Again, a larger strip image is also shown by (Ctrl- or right-) clicking the image in Mr. Melcher’s MASTERPIECE #3376 (September 16, 2024) blog entry, accessible by the Check out the blog! box after the last comment, and using the dropdown menu (even larger, if you trim what’s after .png from the URL). I have added a comment there pointing to info about this artist I used to point to here. So far, only work by him used here.
fritzoid Premium Member 3 months ago
“I move that we officially change our name from ‘The House of Commons’ to ‘A Space for Everyone Except Inbred, Snooty, Toffee-Nosed, So-Called “Lords”’."
Csaw Backnforth 3 months ago
I am totally flummoxed. I pulled up a larger picture of the portrait, and the guy in the lower left hand side of the painting, seems to have both feet on the floor, yet it looked like the bottom of a shoe (or sock) resting on his thigh. Also, is he holding a walking stick or fishing pole? After examining the larger sized photo of the painting, I still couldn’t find Waldo.
Holden Awn 3 months ago
“Geez, how long yet before personal deodorant and decent laundry detergent is invented?”

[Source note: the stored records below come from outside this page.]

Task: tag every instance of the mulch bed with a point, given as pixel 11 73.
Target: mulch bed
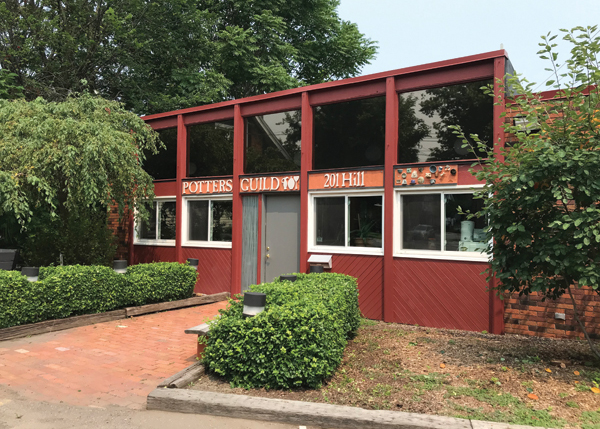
pixel 511 378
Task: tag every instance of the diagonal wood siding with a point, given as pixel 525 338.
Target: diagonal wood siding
pixel 369 272
pixel 214 269
pixel 440 294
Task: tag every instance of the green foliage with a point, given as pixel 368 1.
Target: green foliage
pixel 159 56
pixel 158 282
pixel 64 291
pixel 297 341
pixel 542 193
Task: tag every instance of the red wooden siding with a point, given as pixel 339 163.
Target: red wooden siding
pixel 440 294
pixel 369 272
pixel 214 269
pixel 147 254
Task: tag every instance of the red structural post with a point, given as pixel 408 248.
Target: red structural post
pixel 181 173
pixel 391 158
pixel 238 169
pixel 496 304
pixel 305 166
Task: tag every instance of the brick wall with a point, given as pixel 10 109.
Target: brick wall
pixel 528 315
pixel 120 229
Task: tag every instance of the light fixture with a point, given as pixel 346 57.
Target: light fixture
pixel 120 266
pixel 254 303
pixel 193 263
pixel 31 273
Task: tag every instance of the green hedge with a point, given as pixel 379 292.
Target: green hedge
pixel 298 341
pixel 72 290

mistercatworks 3 months ago
“If we’re so important, why do we have to sit in the dimmest part of the room?”
berengar 3 months ago
Ok, finally. We want 62 pizzas, half pepperoni, half pineapple, 31 calzones, 15 meat, 16 vegetarian, 104 salads, and 135 Cokes, and 26 Sprites, phew!
Running Buffalo Premium Member 3 months ago
Somebody with dark hair snuck in? Is that allowed?